Monday, July 05, 2010

XeLaTeX for Sanskrit

This example worked well in July 2010, but some TeX packages have since been updated slightly.  See the new, updated version of this example, posted on 27 May 2013.




% This is a Unicode file.
\documentclass[12pt]{article}
\usepackage{multicol} % just to get narrow columns on one page
\usepackage{polyglossia} % the multilingual support package
% for XeLaTeX - includes Sanskrit.
% Next, from the polyglossia manual:
\setdefaultlanguage{english} % this is mostly going to be English text, with
\setotherlanguage{sanskrit} % some Sanskrit embedded in it.
% These will call appropriate hyphenation.
\usepackage{xltxtra} % standard for nearly all XeLaTeX documents
\defaultfontfeatures{Mapping=tex-text} % ditto
\setmainfont{Gandhari Unicode} %could be any Unicode font
% Now define some Devanagari fonts:
% John Smith's Nakula, input using Velthuis transliteration
\newfontinstance
\velthuis [Script=Devanagari,Mapping=velthuis-sanskrit]{Nakula}
% John Smith's Sahadeva, input using Velthuis transliteration
\newfontinstance
\sahadeva [Script=Devanagari,Mapping=velthuis-sanskrit]{Sahadeva}
% John's Sahadeva, input using scholarly romanisation in Unicode
\newfontinstance
\sahadevaunicode [Script=Devanagari,Mapping=RomDev]{Sahadeva}
% Microsoft's Mangal font (ugh!), input using standard romanisation in Unicode.
\newfontinstance
\mangal [Script=Devanagari,Mapping=RomDev]{Mangal}
% Somdev's RomDev.map is used above to get the mapping
% from Unicode -> Devanāgarī. Zdenek Wagner's velthuis-sanskrit.map
% is used to get the Velthuis->Devanāgarī mapping.

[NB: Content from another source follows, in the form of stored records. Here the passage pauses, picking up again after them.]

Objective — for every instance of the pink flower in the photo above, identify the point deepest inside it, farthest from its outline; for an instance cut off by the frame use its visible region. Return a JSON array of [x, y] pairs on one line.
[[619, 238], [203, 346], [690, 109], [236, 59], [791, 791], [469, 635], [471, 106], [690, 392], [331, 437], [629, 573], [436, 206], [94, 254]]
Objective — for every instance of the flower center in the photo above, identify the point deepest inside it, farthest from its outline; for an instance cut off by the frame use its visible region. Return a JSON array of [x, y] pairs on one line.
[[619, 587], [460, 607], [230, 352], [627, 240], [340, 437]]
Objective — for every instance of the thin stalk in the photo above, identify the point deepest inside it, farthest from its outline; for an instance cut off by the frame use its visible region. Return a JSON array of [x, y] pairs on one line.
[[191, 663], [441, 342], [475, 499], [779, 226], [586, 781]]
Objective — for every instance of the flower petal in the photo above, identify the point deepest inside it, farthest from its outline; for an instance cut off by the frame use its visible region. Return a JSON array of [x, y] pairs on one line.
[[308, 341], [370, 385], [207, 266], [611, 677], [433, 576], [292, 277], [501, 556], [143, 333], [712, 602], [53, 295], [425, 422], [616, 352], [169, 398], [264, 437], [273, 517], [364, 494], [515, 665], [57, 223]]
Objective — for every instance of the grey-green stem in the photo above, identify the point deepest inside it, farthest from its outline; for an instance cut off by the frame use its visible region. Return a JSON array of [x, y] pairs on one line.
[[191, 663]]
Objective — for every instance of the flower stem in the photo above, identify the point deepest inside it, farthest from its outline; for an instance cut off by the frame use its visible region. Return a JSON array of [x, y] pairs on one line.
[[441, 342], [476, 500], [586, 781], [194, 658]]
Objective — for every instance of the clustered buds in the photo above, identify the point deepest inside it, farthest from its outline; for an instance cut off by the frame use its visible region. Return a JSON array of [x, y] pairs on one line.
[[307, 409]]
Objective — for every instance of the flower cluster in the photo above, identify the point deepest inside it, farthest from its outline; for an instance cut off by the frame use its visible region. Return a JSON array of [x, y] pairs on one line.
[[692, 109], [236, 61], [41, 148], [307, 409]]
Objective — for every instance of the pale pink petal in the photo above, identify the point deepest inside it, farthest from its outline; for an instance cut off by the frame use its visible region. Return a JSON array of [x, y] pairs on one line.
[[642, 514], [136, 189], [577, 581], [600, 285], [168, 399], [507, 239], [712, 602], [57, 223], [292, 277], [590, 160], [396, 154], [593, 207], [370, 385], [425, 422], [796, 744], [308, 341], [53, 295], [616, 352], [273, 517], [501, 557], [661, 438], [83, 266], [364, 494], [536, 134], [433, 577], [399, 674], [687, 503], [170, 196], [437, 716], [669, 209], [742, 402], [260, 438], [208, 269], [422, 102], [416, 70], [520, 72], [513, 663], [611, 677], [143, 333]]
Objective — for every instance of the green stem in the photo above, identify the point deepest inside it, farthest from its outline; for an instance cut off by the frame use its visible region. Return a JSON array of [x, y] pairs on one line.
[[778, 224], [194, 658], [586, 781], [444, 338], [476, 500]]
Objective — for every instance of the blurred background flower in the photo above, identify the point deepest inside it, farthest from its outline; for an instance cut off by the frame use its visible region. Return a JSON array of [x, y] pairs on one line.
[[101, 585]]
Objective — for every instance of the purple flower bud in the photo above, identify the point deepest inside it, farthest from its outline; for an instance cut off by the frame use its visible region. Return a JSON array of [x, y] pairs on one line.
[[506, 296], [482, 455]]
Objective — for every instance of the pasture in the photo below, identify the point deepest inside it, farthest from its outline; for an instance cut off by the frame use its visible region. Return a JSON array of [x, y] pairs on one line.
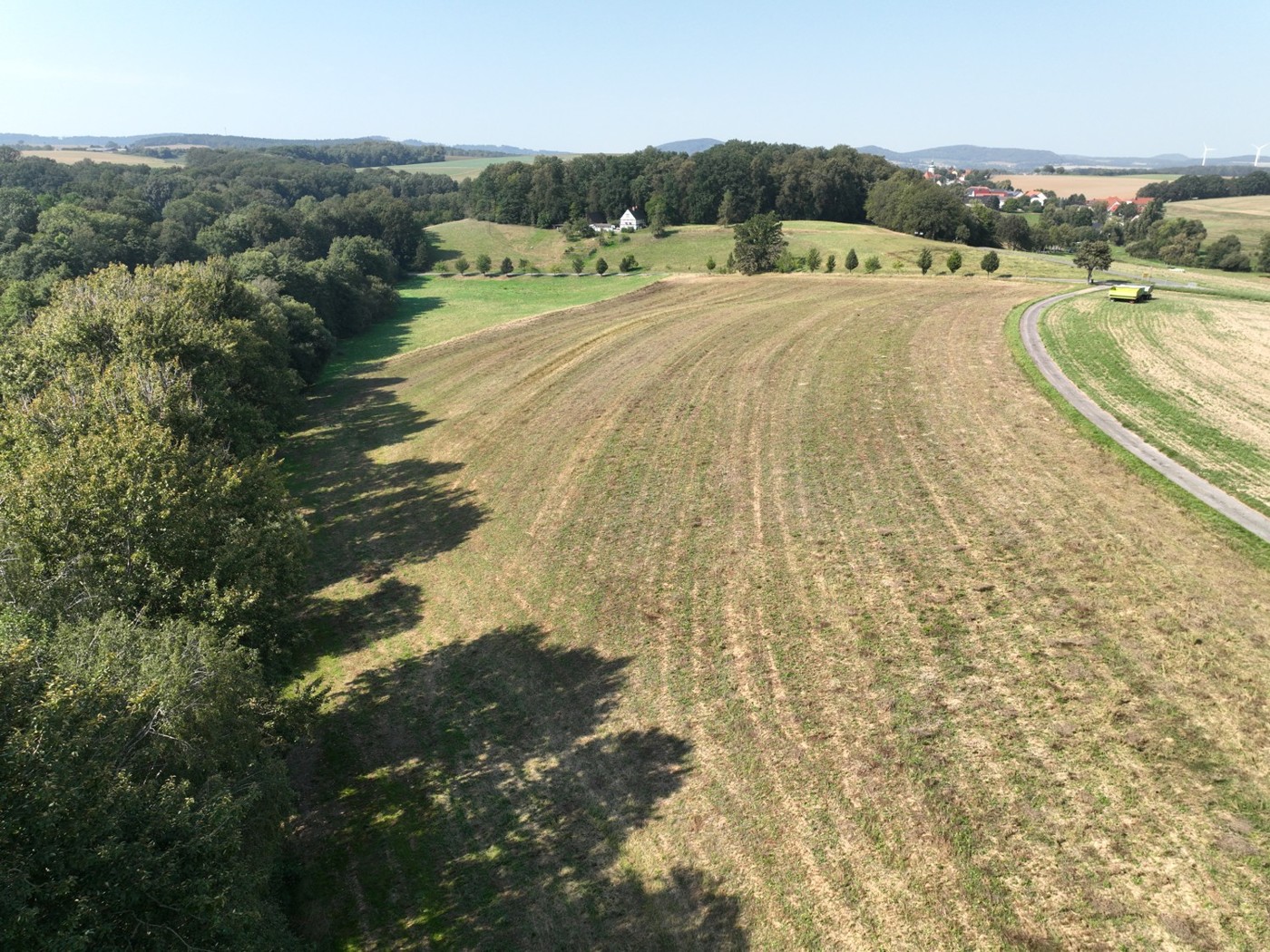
[[777, 612], [1089, 186], [1246, 218], [69, 156], [688, 247], [434, 308], [1190, 374]]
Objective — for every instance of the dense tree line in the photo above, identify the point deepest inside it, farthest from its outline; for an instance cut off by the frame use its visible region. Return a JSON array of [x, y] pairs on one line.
[[150, 571], [364, 154], [1187, 187], [727, 184], [59, 222], [158, 326]]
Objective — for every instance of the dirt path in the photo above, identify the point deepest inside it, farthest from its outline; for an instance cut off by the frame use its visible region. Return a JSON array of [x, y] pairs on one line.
[[1202, 489]]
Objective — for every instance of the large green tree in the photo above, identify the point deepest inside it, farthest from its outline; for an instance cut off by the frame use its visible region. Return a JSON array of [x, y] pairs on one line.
[[143, 789], [1092, 256], [759, 241], [113, 497]]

These are the files
% that XeTeX uses to make all the conjunct consonants without needing
% any external preprocessor (like the old devnag.c program).
% % Set up the font commands:
%
\newcommand{\velt}[1]{{\velthuis \textsanskrit{#1}}}
\newcommand{\saha}[1]{{\sahadeva\textsanskrit{#1}}}
\newcommand{\sahauni}[1]{{\sahadevaunicode\textsanskrit{#1}}}
\newcommand{\mangaluni}[1]{{\mangal\textsanskrit{#1}}}
% \textssanskrit, above, is a Polyglossia command that gets Sanskrit hyphenation right.
% ... and here we go!
\begin{document}
\begin{multicols}{2} % narrow cols to force plenty of hyphenation
\large % ditto.
\begin{enumerate}
\item[1]
With Xe\LaTeX\ it's easy to typeset Velthuis encoded Devanagari like the following example, without using a preprocessor:
\velt{sugataan sasutaan sadharmakaayaan pra.nipatyaadarato 'khilaa.m"sca vandyaan|
sugataatmajasa.mvaraavataara.m kathayi.syaami yathaagama.m samaasaat||} Bodhicaryāvatāra 1,1.
NB: automatic hyphenation.
\item[2]
A different Devanāgarī font:
\saha{sugataan sasutaan sadharmakaayaan pra.nipatyaadarato 'khilaa.m"sca vandyaan|
sugataatmajasa.mvaraavataara.m kathayi.syaami yathaagama.m samaasaat||} Bodhicaryāvatāra 1,1.
\item[3]
Another sentence: \saha{ratnojjvalastambhamanorame.su muktaamayodbhaasivitaanake.su|
svacchojjvalasphaa.tikaku.t.time.su sungandhi.su snaanag.rhe.su te.su||} 2,10.
\item[4]
Now, thanks to Somdev's RomDev.map, we can input in Unicode, using standard scholarly transliteration, and get Devanāgarī generated for us automatically:
\sahauni{āsīdrājā nalo nāma vīrsenasuto balī||\par }
\item[5]
Plain Unicode input, no tricks:
āsīdrājā nalo nāma vīrsenasuto balī||
\item[6]
Plain Unicode romanisation input, no tricks:
\mangaluni{āsīdrājā nalo nāma vīrsenasuto balī||\par }
Plain Unicode Devanāgarī input, no tricks:
{\mangal आसीद्राजा नलो नाम वीरसेनसुतो बली|\par}
\end{enumerate}
\end{multicols}

\noindent
English and Devanāgarī are both doing okay. The only thing that isn't hyphenating well yet is Sanskrit in roman transliteration.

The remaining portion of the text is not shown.